Three durability fences, all fsync'd before the next step:

Participant prepared.log — fsync'd before responding PREPARED. Survives any crash short of disk failure.
Coordinator coord.log — fsync'd before broadcasting COMMIT. Point of no return.
Per-participant WAL — fsync'd as part of the existing single-node commit path during the COMMIT-side apply.

Liveness

The PREPARE timeout guarantees liveness in the face of a coordinator that crashes between sending PREPARE and broadcasting the decision. Default 30s; configurable via cluster.PrepareTimeout. After timeout the participant self-aborts and releases its write lock — readers and writers can proceed.

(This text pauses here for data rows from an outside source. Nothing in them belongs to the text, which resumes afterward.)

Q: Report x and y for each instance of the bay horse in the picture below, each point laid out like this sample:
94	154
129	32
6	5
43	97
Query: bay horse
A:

Network partition between PREPARE and the broadcast on a specific participant: that participant times out and aborts. If the coordinator decided COMMIT but couldn't reach this participant, the coordinator's COMMIT broadcast eventually fails with an error to the client — but the participant has already aborted. The cluster is briefly inconsistent until either (a) the operator runs cluster.Recover() with the partition healed, or (b) the participant restarts and pulls the decision from the coord log on the next sweep.

Out of scope

Not in the current implementation:

Snapshot or serializable isolation. Read-committed-via-blocking is what we ship.
Multi-region / WAN-aware 2PC. Latency-tolerant prepare and decision protocols are a different design.
Heuristic abort during partition. A stuck PREPARED-without-decision case currently waits for the operator (or the next recovery sweep). No automatic resolution path.
Quorum-based replicated coord log. The decision lives on a single coordinator shard. If that shard's disk is destroyed mid-flight, recovery can't determine the decision — operator intervention required.

Caveats and current limits

Reads block during a multi-shard PREPARED. The participant holds the write lock; readers on that shard wait until COMMIT/ROLLBACK arrives. With a 30-second prepare timeout this caps the worst case at 30s per shard. MVCC / snapshot isolation isn't on the roadmap right now.
One PREPARED tx per shard at a time. A second PREPARE while one's already in flight gets ABORTED("busy") — a clean retry signal for the coordinator. Concurrent multi-shard transactions on the same shard are serialized.
Replace can't change the shard key. The new doc must hash to the same shard as the existing doc. Doing this as a cross-shard delete-then-insert would need a different operation that doesn't exist yet.
Delete-by-id without a shard key isn't supported. Use DeleteByField on the shard-key field for single-shard deletes, or on any other field for cluster-wide scatter deletes.
Replicated collections aren't supported in cluster transactions. Inserts / replaces on a replicated collection from inside a ClusterTransaction throw — every shard would be a participant and the semantics need more thought.
Coordinator-driven re-broadcast not yet wired. If the coordinator dies after deciding but before broadcasting, the participants pull the decision themselves on the next Recover() call. There's no proactive "coordinator wakes up and re-broadcasts" path yet — that's a refinement for later production hardening.
No quorum on the coordinator log. The decision lives on a single coordinator shard. If that shard's disk is destroyed during a broadcast (decided, not yet DONE), recovery can't determine the decision and operator intervention is required. Replicate the coordinator shard for production.

None of these affect single-node multi-doc transactions, which have the same atomicity story they've had since DocumentForge's first release — well-tested and unchanged by this work.